The person who discovered that Newcastle and the North East
in general was of more use to Theatre Workshop than the North West was Gerry. Knowing that the boss of the People’s Theatre, Alf Simpson, was an old friend of the company, he simply went there to fix it. That instinct to go out and get something was not in any other member of Theatre Workshop. It did take on a guy called Mike Thompson but the dates he found weren’t much cop. His were the halls nobody went to, whatever show was on. ‘Piddling,’ one company member called them. Nor could Mike avoid: ‘Today, Land’s End, tomorrow, John O’Groats.’ To explain: when a company books a tour, it tries to make the next town fairly near to where it was before. That’s often not possible. The next town can be far away. This problem was exacerbated in Theatre Workshop’s case by poverty. Company members couldn’t afford the fares and had to become adept at hitchhiking.
Gerry was also the one who actually spotted that the best bets were likely to be the proper theatres such as the People’s or the Empire, Dewsbury. He got that as well, a coup in itself. The house was not great but it gave the company the feeling it was doing better.
The People’s Theatre actually was better.
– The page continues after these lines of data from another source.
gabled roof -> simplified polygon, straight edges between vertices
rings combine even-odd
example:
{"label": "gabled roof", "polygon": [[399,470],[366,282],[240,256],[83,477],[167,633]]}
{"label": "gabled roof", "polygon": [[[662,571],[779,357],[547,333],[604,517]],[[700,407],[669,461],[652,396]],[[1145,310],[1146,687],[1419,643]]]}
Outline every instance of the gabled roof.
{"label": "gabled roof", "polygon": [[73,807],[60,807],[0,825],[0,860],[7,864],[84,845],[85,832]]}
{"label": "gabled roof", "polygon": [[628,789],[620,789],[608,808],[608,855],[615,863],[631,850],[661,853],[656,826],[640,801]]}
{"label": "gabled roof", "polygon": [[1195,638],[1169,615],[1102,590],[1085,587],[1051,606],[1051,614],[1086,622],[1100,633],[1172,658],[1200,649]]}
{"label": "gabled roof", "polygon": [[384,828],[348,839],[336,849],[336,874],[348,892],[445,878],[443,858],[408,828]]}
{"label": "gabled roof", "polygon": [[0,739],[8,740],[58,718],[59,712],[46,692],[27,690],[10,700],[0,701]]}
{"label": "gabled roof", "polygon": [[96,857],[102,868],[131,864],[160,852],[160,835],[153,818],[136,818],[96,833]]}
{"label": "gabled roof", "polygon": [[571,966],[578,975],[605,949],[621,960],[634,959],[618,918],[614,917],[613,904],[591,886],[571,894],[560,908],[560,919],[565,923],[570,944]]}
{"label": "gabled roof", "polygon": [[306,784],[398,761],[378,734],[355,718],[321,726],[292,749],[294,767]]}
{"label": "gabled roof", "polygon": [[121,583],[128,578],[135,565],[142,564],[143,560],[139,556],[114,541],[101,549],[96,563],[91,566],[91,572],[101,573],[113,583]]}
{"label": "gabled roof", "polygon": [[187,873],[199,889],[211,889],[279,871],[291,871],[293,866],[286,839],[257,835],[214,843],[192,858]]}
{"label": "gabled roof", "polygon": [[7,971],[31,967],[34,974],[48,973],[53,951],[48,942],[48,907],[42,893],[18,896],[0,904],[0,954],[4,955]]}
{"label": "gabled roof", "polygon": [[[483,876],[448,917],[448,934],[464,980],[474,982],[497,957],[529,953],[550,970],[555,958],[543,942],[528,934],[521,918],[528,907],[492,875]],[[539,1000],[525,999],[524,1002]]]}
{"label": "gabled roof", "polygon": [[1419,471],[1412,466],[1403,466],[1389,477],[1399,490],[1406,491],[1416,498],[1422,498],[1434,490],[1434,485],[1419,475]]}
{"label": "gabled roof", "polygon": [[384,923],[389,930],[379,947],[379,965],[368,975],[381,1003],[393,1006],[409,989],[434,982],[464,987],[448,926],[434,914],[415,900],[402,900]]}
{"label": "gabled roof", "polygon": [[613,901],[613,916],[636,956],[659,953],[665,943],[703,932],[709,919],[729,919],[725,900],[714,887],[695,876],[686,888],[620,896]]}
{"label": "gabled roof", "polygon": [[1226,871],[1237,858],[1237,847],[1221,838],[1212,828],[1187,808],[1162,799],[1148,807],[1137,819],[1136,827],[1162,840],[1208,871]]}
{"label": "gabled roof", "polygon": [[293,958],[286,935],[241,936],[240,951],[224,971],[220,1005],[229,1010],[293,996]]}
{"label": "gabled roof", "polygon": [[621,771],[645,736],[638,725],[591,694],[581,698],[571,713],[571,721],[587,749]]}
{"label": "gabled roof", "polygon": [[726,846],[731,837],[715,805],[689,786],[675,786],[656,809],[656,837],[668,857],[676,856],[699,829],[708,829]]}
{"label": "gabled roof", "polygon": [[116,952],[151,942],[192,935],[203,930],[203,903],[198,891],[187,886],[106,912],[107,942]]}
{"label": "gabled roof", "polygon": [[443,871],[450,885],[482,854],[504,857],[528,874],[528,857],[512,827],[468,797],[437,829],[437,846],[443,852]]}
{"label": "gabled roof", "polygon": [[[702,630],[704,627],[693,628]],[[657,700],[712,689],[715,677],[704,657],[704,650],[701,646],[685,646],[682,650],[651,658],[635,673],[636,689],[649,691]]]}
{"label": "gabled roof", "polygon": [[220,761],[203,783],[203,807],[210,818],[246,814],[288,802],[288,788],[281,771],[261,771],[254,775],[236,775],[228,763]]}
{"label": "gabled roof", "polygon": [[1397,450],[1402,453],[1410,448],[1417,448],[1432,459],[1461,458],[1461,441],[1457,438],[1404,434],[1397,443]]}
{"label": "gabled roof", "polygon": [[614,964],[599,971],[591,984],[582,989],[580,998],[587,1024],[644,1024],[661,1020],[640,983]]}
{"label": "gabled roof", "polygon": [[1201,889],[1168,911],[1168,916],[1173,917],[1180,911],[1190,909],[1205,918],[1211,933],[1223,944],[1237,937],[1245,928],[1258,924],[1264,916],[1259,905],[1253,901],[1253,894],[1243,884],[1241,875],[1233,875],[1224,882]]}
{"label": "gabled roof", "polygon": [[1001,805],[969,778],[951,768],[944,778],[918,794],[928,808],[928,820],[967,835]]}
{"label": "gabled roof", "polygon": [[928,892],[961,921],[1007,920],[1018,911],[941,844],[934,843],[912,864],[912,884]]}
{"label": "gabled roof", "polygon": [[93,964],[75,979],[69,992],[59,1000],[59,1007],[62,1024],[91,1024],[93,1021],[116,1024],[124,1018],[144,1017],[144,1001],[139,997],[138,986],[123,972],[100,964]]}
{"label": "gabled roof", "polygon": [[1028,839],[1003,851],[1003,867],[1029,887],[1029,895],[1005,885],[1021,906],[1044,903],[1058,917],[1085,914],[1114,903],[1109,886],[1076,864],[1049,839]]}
Although it was amateur – still is – it had an auditorium and, like other amateur groups in the north at the time, had a reputation for choosing better plays than the West End. What’s more, audiences went to them.
While keeping going in this chancy way, the company did have strokes of luck or maybe, if you believe luck comes to those who keep trying, they weren’t really. Fifteen years after Joan had been introduced to Laban’s system, the man himself, as in a Dickens plot, turned up in Manchester. Joan was at the station ready to meet him.
The look of the company, despite Laban’s life partner, Lisa Ullmann regarding theatre as risky, appealed to him. It gave him enough confidence to suggest that one of his students, Jean Newlove, join Theatre Workshop. The company that taught itself at last had a trained teacher from outside and Jean became the only person to teach Laban’s system in drama. Other Laban teachers choreographed actors. Jean taught actors to use Laban, not only for dance, but for all movement. It was a way to make a character.